The book opens with the scientific history of the body part, from the infamous treatment of hysteria to lesser-known Greek and Roman medical texts that acknowledge the existence of the site of sexual pleasure. In Victorian times, Sarah Chadwick shows, “hysteria” was a catchall term for anything that ailed women, and was treated with direct stimulation of the clitoris until the patient reached “hysterical paroxysm”—a fancy way to say “orgasm.” And every few decades, a male doctor would “discover” the clitoris anew.
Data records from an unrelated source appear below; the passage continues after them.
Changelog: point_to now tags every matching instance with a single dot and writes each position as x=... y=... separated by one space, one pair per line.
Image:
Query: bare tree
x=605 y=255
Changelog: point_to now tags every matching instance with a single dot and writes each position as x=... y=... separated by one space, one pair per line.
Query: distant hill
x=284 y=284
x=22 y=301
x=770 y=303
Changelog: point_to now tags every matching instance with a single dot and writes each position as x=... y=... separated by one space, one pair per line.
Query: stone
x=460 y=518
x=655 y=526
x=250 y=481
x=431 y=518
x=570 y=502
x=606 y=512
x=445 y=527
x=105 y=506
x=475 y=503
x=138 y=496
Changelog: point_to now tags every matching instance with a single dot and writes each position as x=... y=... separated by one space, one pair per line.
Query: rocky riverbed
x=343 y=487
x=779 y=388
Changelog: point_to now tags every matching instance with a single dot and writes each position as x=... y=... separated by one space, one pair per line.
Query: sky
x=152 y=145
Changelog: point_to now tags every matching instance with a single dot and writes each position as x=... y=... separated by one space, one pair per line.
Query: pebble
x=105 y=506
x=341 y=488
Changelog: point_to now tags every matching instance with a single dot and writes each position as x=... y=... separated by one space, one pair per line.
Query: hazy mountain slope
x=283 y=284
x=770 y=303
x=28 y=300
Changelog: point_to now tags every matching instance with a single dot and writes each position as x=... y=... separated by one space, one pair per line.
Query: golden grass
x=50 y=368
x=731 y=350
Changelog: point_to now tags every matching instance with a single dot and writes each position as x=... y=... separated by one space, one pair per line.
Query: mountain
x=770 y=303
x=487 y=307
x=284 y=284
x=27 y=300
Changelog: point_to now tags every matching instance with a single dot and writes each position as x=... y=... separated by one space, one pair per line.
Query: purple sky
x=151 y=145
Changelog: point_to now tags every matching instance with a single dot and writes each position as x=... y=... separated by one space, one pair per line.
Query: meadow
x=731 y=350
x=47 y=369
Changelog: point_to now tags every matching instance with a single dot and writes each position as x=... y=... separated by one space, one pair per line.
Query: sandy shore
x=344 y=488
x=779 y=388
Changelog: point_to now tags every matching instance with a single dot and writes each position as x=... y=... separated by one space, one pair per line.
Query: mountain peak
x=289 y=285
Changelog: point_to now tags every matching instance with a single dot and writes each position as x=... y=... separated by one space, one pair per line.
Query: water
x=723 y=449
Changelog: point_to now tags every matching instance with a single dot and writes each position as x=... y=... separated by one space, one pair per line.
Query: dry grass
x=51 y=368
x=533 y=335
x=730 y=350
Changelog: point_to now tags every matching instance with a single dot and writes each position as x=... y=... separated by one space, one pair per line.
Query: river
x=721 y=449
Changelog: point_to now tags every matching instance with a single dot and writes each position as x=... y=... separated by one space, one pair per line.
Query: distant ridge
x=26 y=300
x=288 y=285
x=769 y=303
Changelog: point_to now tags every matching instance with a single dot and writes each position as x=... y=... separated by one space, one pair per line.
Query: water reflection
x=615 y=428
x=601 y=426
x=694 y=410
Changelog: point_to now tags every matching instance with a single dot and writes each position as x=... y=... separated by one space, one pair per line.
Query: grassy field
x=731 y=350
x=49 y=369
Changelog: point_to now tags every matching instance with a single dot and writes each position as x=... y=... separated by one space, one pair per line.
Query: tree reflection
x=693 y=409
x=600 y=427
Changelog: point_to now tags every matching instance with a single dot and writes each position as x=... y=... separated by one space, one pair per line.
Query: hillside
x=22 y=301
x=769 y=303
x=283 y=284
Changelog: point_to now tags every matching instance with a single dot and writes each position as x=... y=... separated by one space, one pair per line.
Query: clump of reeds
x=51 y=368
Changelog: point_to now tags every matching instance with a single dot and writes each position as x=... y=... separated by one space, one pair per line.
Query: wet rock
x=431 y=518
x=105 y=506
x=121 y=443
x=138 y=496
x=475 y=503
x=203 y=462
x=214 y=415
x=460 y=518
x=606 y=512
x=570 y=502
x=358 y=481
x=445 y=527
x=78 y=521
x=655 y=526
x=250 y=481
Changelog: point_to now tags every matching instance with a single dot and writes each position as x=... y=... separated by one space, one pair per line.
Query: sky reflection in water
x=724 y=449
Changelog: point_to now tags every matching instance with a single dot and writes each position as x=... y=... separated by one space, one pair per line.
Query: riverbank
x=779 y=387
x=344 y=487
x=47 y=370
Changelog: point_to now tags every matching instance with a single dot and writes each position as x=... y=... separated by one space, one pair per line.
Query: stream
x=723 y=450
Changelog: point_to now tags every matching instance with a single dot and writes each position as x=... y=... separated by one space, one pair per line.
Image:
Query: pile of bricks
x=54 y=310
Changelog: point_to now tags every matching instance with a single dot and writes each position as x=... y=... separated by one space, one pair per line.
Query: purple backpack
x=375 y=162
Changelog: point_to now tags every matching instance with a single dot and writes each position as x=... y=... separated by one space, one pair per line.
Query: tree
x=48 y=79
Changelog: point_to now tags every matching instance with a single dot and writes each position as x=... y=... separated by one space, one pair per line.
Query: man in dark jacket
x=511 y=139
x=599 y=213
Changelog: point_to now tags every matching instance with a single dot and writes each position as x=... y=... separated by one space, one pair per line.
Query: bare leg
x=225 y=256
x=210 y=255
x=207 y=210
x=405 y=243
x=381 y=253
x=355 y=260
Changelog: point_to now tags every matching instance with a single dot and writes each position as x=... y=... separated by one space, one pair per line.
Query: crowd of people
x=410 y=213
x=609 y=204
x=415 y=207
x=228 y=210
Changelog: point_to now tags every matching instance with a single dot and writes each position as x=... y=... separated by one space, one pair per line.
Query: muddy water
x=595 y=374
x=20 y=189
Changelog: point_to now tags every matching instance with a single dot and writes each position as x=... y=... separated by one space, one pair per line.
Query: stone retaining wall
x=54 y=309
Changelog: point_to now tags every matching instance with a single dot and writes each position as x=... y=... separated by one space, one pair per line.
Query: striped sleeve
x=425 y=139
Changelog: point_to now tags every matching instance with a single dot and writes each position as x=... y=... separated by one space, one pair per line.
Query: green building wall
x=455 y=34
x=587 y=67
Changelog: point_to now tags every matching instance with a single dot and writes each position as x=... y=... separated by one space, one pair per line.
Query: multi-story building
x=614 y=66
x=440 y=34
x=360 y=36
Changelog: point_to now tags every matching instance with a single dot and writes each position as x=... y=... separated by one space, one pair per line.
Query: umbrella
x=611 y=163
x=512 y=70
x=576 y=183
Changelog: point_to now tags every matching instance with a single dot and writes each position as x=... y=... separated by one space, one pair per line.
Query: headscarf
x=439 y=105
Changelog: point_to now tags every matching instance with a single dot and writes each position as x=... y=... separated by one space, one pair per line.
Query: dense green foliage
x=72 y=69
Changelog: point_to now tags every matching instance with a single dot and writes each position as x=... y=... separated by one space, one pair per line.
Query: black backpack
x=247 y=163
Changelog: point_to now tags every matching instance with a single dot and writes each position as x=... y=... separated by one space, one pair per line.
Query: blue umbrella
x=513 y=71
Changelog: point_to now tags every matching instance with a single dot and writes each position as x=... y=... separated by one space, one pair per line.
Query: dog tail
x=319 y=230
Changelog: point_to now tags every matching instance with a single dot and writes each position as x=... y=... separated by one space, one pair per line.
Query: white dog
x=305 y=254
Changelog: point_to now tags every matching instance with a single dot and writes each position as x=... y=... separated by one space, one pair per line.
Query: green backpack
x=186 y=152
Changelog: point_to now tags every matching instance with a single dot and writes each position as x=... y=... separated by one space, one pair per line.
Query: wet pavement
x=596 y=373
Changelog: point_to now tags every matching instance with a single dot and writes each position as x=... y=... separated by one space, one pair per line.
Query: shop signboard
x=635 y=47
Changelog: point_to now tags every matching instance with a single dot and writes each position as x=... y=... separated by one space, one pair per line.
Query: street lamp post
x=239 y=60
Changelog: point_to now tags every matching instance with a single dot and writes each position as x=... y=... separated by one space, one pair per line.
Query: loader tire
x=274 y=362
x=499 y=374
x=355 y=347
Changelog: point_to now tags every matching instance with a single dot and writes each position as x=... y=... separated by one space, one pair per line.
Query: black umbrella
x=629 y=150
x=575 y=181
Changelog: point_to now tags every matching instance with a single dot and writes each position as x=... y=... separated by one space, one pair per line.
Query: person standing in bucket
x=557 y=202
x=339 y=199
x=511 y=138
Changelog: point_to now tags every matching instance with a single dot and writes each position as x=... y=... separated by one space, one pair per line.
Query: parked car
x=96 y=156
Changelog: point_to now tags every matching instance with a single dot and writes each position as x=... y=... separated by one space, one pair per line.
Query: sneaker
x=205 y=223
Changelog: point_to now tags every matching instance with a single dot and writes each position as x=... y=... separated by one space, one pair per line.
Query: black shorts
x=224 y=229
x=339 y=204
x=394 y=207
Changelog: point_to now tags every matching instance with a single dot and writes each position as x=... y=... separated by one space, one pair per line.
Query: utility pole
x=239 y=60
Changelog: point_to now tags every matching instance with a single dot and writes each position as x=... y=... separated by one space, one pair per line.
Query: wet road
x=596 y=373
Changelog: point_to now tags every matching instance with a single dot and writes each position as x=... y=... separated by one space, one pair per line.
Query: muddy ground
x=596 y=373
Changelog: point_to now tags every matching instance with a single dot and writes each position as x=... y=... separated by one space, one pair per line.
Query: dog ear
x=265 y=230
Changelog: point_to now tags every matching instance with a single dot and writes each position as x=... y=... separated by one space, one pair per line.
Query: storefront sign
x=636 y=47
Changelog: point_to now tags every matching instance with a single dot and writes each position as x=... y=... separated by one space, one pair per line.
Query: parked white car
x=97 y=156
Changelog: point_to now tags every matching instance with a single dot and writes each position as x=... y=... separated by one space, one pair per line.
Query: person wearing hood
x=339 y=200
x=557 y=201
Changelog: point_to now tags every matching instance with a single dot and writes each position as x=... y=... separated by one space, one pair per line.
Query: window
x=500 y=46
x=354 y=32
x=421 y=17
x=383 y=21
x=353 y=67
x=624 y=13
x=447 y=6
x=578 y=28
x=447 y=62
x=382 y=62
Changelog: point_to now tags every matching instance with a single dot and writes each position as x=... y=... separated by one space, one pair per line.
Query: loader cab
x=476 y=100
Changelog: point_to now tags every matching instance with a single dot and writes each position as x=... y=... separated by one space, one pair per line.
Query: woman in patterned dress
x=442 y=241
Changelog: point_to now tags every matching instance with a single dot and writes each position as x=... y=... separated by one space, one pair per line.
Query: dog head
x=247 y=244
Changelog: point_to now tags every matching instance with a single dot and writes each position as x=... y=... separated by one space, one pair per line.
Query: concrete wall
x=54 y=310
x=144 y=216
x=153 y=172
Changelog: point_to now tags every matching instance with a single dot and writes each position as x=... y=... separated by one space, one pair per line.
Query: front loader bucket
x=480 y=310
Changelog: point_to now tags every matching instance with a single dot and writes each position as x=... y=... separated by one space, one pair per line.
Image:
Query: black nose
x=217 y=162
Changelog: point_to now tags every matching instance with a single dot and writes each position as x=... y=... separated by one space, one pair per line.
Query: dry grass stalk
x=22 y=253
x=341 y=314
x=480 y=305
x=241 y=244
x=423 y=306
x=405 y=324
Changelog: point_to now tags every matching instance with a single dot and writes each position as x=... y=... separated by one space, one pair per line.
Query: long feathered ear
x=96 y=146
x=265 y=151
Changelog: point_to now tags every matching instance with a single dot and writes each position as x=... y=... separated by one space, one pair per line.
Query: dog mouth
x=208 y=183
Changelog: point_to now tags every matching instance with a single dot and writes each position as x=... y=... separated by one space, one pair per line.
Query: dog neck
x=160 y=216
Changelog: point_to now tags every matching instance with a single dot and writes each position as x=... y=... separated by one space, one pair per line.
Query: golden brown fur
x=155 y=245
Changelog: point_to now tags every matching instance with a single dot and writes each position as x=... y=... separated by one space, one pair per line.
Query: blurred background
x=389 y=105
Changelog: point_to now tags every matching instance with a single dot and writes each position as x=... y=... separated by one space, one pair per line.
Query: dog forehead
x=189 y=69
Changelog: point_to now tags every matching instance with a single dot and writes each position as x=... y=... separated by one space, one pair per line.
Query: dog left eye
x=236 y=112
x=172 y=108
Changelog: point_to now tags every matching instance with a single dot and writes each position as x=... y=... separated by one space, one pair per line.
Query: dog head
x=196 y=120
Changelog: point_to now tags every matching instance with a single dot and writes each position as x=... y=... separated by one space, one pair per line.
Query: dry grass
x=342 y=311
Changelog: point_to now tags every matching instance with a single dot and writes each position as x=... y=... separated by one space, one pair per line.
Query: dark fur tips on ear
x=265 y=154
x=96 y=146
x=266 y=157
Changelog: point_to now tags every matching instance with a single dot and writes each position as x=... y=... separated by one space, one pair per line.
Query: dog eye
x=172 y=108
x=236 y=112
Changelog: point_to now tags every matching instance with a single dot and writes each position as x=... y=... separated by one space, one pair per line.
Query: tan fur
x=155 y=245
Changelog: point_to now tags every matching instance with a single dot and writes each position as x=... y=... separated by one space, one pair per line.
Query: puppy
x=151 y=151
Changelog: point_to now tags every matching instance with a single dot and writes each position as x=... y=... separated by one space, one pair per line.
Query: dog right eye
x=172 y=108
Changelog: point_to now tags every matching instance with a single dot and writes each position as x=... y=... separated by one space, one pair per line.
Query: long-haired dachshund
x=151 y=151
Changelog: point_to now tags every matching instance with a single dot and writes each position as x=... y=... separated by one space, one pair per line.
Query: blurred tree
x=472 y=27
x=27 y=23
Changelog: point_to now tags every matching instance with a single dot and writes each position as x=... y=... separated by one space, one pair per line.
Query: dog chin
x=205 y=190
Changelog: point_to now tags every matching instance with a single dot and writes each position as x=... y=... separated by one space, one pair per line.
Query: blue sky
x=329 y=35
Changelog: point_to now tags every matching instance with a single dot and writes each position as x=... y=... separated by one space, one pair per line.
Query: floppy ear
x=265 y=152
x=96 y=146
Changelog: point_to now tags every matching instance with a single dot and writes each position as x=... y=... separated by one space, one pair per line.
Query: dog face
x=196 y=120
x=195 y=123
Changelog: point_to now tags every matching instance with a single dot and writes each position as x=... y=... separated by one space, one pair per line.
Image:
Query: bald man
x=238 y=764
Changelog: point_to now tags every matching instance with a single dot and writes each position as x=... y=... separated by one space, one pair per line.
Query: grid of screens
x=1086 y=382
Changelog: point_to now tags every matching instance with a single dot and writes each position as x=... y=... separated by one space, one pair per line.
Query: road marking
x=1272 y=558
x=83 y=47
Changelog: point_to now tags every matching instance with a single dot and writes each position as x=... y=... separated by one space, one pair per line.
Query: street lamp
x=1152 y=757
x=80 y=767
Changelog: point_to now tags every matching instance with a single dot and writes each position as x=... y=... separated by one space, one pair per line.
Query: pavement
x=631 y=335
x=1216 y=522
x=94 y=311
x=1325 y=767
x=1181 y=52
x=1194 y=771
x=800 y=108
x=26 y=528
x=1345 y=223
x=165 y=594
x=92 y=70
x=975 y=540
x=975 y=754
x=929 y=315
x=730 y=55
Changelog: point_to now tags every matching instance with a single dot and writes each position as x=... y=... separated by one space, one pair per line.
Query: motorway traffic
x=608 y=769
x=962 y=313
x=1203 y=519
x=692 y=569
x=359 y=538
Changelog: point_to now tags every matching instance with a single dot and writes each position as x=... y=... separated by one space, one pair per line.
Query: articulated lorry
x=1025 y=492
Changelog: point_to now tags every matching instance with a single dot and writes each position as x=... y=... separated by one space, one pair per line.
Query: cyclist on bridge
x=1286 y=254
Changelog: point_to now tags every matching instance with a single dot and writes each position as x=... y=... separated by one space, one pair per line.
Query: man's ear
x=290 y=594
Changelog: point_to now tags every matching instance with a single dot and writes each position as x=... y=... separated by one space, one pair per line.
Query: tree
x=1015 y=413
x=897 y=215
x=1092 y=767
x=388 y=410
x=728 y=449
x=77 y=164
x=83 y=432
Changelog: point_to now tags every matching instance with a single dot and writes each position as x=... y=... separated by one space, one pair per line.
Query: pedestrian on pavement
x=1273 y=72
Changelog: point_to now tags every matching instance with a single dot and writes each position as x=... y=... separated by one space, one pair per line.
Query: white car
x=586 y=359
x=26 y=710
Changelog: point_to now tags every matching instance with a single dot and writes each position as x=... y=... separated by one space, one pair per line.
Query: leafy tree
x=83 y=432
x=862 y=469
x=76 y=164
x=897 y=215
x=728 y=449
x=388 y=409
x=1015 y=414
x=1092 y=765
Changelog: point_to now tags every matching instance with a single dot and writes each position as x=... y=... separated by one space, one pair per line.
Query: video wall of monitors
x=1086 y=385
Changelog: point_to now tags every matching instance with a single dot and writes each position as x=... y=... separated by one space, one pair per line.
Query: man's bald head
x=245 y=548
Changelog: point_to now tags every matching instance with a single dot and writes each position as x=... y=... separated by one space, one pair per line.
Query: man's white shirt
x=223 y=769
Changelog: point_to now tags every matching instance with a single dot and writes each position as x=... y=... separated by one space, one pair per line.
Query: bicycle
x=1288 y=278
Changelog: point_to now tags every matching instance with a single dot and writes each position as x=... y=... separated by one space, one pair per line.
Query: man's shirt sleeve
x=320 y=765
The book also covers the cultural history of women’s sexuality as linked to the clitoris, from the Bible and classic literature to American politics and psychology. These observations are complete with sharp criticism: what would have happened if a woman president received cunnilingus under her desk? Why was Eve considered the reckless one in Eden? Noting that it’s too big of a topic to cover within the book’s context of Western culture, female genital mutilation is also discussed in brief, acknowledging another important facet of clitoral history.
Chadwick takes what could be a mundane history and adds flavor via biting commentary, mocking the ignorance of men about women’s bodies, and the longstanding implications that women’s bodies are lesser. Medical illustrations of anatomy are interspersed in the text, often shared with humor: the caption for an illustration of the Victorian interpretation of women’s reproductive systems, showing a vagina as an inverted penis (a notion that prevailed for centuries), is simply “This is not what you think it is.” Various feminist cartoons add levity to the book’s heavier topics of anatomical sexism.
The Sweetness of Venus is an exciting romp through the cultural history of the most taboo part of women’s bodies: the clitoris.